God made you to fulfill this eternal vision. Until you embrace that divine plan for your life, your life will never make sense. You will always be struggling. When you can finally let go and believe God, life will become so simple that you won't have to wonder what you should do. You will know (49 emphasis mine).Could this be part of the problem with CTBHHM? Last time I checked life doesn't become a one-lane highway once you become a Christian and surrender to God. As my pastor once told us - the fences that God put up (ie the Law) are really fences, and we should really stay inside of them. Once you're inside the fence though? You can go roaming around all you want. Sometimes you'll find yourself tripping over your own feet, but just because you scraped your knees doesn't mean you sinned. That's one reason it's called wisdom.
Moving on a few inches we find two very different statements sharing a paragraph. It starts by saying that regardless of the man (good, bad, or indifferent) you can have a good marriage by being a certain kind of wife. Glad to see that Mrs. Pearl has never met a thoroughly bad man who despised his wife and took all her patience and sweetness as fuel to his malignancy, or (to be less dramatic) a thoroughly worldly one who good-humoredly decided he like to trade in for an earlier model. But then she turns around with the completely true statement that we (wives) serve Christ by serving our husbands whether or not they've earned it (50). Rather odd bedfellows those two. With regards to that first statement I'm suddenly reminded of that passage in the Bible where we're told that if an unbelieving spouse wants to leave we should let them. I wonder how that would jive with Mrs. Pearl's "anything but divorce" stance?

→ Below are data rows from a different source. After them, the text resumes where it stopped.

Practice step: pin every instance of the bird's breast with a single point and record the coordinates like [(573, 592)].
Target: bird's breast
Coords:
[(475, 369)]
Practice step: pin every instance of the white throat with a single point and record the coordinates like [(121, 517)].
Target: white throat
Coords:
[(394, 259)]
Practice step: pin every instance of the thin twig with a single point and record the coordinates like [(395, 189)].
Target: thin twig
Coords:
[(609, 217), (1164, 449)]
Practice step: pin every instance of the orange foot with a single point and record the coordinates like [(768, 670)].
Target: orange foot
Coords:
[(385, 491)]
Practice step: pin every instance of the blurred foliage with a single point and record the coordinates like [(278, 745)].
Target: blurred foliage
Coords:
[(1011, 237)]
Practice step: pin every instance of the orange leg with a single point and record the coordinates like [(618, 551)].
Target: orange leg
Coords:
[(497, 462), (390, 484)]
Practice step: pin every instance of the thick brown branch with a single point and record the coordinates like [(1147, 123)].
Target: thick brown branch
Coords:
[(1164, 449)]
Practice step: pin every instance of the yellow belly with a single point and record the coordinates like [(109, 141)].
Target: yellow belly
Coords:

On the opening page of chapter six I noticed that during my first reading I'd written (in good lolcat form) "I can has nuance?" Yeah, not exactly something that Mrs. Pearl does very well I don't think. Consider this statement: ""We live under a law of sowing and reaping that is a certain and unrelenting as disease and death (57)." Now recall Ecclesiastes' famous observation, "The race is not to the swift." Although God says that sowing and reaping are intrinsically linked, in Ecclesiastes God also reminds us not to be simplistic about applying this principle. Diligence is from the Lord, but it's not magic lever whereby we force Heaven to open up and bless us. Sometimes good, careful, intelligent people get their life savings wiped out or labor for years in obscure jobs. I reckon that's why it's so important for us to delight in the Lord. He's really the only thing guaranteed never to fail.

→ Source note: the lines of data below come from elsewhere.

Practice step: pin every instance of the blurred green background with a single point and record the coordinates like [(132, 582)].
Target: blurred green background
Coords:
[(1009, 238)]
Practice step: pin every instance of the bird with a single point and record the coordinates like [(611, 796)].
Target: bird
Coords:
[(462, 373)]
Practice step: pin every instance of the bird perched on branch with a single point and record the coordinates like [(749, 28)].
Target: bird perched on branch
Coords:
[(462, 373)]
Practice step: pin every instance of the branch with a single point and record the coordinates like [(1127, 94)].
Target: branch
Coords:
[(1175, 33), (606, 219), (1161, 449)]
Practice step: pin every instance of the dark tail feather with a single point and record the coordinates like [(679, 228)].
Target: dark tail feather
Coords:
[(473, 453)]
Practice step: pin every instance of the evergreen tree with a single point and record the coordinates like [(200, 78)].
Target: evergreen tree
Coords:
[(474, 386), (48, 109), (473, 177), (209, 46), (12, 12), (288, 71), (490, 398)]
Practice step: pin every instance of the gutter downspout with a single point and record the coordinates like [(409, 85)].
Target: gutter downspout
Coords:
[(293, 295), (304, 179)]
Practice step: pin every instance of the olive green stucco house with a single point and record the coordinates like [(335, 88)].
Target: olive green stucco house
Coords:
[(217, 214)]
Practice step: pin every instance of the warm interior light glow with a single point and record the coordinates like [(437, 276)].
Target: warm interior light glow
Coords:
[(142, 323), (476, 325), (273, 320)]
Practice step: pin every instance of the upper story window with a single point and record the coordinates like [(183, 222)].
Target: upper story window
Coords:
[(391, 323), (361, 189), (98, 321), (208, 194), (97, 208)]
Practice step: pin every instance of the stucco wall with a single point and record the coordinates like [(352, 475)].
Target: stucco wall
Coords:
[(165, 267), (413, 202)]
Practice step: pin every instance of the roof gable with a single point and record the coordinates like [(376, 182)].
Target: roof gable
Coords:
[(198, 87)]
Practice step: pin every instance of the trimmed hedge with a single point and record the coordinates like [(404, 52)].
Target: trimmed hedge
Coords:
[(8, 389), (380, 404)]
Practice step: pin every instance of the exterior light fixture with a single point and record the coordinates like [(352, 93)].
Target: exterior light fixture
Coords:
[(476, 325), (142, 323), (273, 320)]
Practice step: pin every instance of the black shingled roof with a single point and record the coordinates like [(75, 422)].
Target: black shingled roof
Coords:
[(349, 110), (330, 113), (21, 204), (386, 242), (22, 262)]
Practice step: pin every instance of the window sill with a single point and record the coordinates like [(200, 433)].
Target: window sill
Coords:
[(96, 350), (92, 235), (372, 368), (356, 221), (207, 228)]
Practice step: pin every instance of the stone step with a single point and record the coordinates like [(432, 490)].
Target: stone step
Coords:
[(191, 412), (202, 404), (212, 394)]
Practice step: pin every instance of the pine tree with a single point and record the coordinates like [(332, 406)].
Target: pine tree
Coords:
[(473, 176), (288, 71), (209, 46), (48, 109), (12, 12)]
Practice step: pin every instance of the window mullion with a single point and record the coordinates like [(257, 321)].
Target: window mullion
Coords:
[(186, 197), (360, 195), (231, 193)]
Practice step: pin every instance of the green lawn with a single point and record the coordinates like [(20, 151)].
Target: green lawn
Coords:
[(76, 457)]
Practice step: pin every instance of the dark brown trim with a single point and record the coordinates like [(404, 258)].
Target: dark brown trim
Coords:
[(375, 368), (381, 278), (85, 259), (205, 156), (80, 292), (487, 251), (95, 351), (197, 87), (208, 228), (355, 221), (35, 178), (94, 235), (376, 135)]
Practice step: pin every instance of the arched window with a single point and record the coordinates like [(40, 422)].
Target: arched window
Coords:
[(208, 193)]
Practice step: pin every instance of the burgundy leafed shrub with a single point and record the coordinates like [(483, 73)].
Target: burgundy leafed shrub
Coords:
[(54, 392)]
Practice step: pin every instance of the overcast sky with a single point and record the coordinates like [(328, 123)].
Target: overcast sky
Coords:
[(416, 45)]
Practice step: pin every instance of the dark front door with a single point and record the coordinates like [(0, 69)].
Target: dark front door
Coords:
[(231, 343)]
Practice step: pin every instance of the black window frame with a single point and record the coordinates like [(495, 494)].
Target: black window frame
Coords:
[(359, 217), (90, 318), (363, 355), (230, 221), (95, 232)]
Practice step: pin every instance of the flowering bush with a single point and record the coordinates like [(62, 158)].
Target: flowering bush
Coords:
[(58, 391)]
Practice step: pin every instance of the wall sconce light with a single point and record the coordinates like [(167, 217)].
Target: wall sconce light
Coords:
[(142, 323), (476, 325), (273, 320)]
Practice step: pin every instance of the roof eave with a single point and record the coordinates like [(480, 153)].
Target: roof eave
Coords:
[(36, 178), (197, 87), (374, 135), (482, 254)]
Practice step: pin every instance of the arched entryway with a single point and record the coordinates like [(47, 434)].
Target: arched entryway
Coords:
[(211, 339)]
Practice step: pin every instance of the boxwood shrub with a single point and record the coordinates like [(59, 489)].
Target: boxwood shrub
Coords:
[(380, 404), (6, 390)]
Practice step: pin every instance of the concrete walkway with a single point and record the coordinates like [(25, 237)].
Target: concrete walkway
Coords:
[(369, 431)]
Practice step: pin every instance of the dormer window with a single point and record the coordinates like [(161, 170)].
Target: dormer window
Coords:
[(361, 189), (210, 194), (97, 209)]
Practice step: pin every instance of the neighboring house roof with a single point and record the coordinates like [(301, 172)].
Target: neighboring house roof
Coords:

The rest of chapter six largely concerns an interesting (albeit over the top) example of a woman who was consumed with bitterness and her own willful spirituality and who eventually went stark staring mad. Considering that my mom isn't the sanest woman around (and can also be highly critical) I have to wonder whether there's a fair bit of truth to her story, but moving on...

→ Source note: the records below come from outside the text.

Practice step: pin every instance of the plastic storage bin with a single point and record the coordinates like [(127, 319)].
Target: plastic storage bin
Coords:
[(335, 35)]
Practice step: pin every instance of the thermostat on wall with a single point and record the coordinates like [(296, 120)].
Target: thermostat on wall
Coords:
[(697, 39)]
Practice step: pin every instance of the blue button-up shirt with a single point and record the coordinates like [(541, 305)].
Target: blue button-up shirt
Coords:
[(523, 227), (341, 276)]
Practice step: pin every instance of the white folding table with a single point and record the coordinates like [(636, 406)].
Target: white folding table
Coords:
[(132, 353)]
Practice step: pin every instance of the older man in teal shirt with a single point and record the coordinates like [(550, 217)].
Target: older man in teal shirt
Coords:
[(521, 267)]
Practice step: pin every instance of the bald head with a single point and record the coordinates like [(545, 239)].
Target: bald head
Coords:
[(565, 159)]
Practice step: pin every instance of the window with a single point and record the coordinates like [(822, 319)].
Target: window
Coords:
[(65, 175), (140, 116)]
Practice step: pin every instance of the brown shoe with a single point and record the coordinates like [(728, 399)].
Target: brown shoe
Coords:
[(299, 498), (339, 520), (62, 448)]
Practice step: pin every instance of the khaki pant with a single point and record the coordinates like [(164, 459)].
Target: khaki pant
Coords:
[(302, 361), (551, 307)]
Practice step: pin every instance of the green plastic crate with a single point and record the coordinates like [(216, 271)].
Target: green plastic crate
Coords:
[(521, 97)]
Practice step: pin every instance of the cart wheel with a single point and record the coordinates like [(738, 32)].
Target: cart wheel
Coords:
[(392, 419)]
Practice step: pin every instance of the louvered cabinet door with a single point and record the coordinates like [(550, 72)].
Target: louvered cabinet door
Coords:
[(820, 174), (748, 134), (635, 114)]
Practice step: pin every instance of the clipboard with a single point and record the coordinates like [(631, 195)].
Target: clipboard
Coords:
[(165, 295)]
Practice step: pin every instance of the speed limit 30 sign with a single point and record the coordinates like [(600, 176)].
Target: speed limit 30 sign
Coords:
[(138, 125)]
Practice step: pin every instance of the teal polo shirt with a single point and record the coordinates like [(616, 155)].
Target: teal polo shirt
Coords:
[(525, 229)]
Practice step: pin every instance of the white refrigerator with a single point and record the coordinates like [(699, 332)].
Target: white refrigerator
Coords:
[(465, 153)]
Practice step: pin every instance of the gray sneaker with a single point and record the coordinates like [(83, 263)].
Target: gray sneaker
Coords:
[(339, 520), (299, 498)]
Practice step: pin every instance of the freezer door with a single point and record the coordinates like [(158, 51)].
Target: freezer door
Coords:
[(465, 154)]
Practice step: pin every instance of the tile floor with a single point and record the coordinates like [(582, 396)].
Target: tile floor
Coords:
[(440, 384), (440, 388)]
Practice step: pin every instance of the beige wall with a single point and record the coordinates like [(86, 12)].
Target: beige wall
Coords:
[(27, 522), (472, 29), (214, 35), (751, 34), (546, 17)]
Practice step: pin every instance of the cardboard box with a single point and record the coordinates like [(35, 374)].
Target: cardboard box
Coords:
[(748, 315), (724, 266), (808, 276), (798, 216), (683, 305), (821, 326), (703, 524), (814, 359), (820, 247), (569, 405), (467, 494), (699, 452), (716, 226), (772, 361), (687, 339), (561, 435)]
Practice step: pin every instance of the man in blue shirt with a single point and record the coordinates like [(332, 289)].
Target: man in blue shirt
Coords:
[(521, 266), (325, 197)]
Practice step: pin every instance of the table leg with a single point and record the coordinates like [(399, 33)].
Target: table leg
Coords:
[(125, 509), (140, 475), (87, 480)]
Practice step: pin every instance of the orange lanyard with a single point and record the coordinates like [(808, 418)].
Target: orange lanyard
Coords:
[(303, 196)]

Chapter seven is pretty much an extended (dare I say diatribe) on the dangers of divorce and absolutely miserable life a woman can expect if she dares to stand up for just about anything. To be fair I'm getting the impression at this point that Mrs. Pearl is talking about a woman who could make a husband long for his loving mistress simply by the manner in which she asks him to hang up his jacket. On this reread I was rather more impressed by her role in the "why on earth would you pay so much for meat" episode than I was before. While her husband appears thoroughly autocratic and unpleasant, Mrs. Pearl really does come off as a smug, superior housewife. I just wish the implication wasn't that it's wrong to say anything. If there's a bad way to say "Did you notice there's a cheaper option?" I'm pretty sure there's also a good way. Perhaps I'm speaking for my marriage alone, but if I respectfully ask if Allen overlooked something there's a fairly good chance that he'll thank me for pointing it out and say that he hadn't. It's just not that big a deal. Lesson from this chapter? A critical spirit can sink your marriage faster than the Lusitania. As Mrs. Pearl put it, "He practices his faults, and you practice your bitterness. You are both practicing divorce." I'd have to agree.